You should always wear a lap belt and shoulder restraint in a motor vehicle, no matter where you sit in the vehicle. South Carolina’s safety belt law requires that every driver and every occupant of a motor vehicle wears a fastened safety belt on public streets and highways.
Lap belts and shoulder restraints are the single most effective safety device for preventing death and injury in a car accident, the National Highway Traffic Safety Administration (NHTSA) says. In 2012 alone, seat belts saved 12,174 lives. From 2009 to 2014, the use of seat belts in passenger vehicles saved nearly 63,000 lives, according to NHTSA.
NHTSA numbers tell the tale about seat belt safety:
- The rate of seat belt use in the U.S. has increased steadily since 1995 and reached 87 percent in 2013.

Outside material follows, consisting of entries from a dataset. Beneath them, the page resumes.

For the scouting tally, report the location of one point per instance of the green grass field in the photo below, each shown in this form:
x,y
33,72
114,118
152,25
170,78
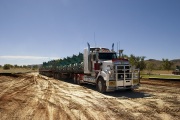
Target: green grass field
x,y
160,76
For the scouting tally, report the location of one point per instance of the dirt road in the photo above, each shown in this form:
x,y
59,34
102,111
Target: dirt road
x,y
35,97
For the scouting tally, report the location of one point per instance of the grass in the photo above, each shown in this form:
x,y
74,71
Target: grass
x,y
17,70
161,76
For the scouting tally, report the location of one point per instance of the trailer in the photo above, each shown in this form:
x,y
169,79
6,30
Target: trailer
x,y
98,66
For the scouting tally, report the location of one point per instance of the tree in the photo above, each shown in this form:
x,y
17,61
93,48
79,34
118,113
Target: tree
x,y
137,61
166,64
150,66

- In South Carolina, the seat belt use rate was 91.7 percent in 2013.
- Of 21,667 motor vehicle occupants who died in crashes in 2012, more than half were not wearing seat belts at the time of the accident.

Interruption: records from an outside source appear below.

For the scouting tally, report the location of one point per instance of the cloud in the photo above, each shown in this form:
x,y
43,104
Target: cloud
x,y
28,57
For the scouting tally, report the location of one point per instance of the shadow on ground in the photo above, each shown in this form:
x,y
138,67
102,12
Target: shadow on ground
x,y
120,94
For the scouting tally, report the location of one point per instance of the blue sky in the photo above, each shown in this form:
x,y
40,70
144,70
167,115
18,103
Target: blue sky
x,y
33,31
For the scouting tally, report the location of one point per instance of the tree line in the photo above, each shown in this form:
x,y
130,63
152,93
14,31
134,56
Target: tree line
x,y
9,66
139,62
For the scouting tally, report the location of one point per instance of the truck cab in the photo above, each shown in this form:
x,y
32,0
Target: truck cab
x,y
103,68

- Half of those who were not wearing a seat belt when they died in a car accident in 2012 were sitting in the front seat. Among back-seat occupants who died in car crashes, 61 percent were not wearing seat belts.

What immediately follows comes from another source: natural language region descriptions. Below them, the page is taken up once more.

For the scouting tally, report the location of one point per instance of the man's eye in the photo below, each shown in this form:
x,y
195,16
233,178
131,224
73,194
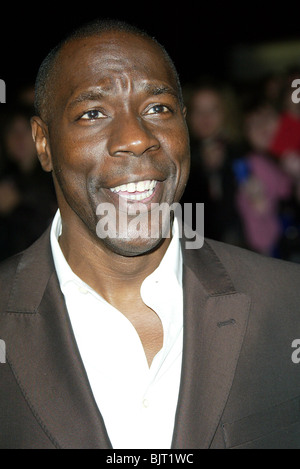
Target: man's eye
x,y
158,109
92,115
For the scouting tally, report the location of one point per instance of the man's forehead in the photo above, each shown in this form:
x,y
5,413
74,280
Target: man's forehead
x,y
109,48
100,60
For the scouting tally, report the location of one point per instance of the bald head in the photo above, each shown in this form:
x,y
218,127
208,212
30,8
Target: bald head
x,y
50,70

- Research has found that lap belts and shoulder restraints, when used, reduce the risk of fatal injury to front-seat passenger car occupants by 45 percent and the risk of moderate-to-critical injury by 50 percent.
Primary Seat Belt Laws Promote Higher Use Rate
As of 2014, 32 states, including South Carolina and the District of Columbia, had adopted primary seat belt laws. This means police can stop drivers for not wearing a seat belt without observing another infraction.
In 17 states, the seat belt laws are “secondary” laws. This means the police can issue a ticket for not wearing a seat belt only after ticketing a driver for something else, such as speeding or an illegal turn. New Hampshire is the only U.S. state that effectively has no seat belt law, NHTSA says.
The rate of seat belt use among the states, which ranged from 66.5 percent to 96.9 percent in 2012, is higher in states with primary seat belt laws, according to NHTSA.
Make Seat Belt Safety Your Responsibility
The S.C. Department of Public Safety’s “Buckle Up South Carolina” program says drivers should remember to wear seat belts every time they get into a car, whether it’s a trip around the corner, or across the town, state or country.
Three in four fatal crashes occur within 25 miles of the crash victim’s home. Most crashes causing death or injury occur at speeds slower than 40 mph.
Drivers should remind passengers to buckle up and make sure children are properly secured in seat belts or child safety seats as required by law.
Wear a seat belt low over your pelvis with the bottom edge touching the tops of your thighs. The shoulder belt should be worn over the shoulder and across the chest, not under the arm and across the abdomen. Make certain that the shoulder belt is tight enough that it does not slide off the shoulder.
Pregnant women should wear the lap belt below their abdomen and the shoulder belt above their belly.
Even if your car has airbags (as most cars on the road today do), always wear your safety belt. Airbags are supplemental restraint systems designed to work with safety belts, not in place of them.
NHTSA says parents should talk to their tweens (kids age 8 to 14) as well as young drivers about seat belt safety. Tweens and teenagers tend to buckle up when they ride with adults. But they neglect this simple safety measure when they ride with other teens.
Employers should establish seat belt rules for employees who drive as a part of their job, NHTSA says.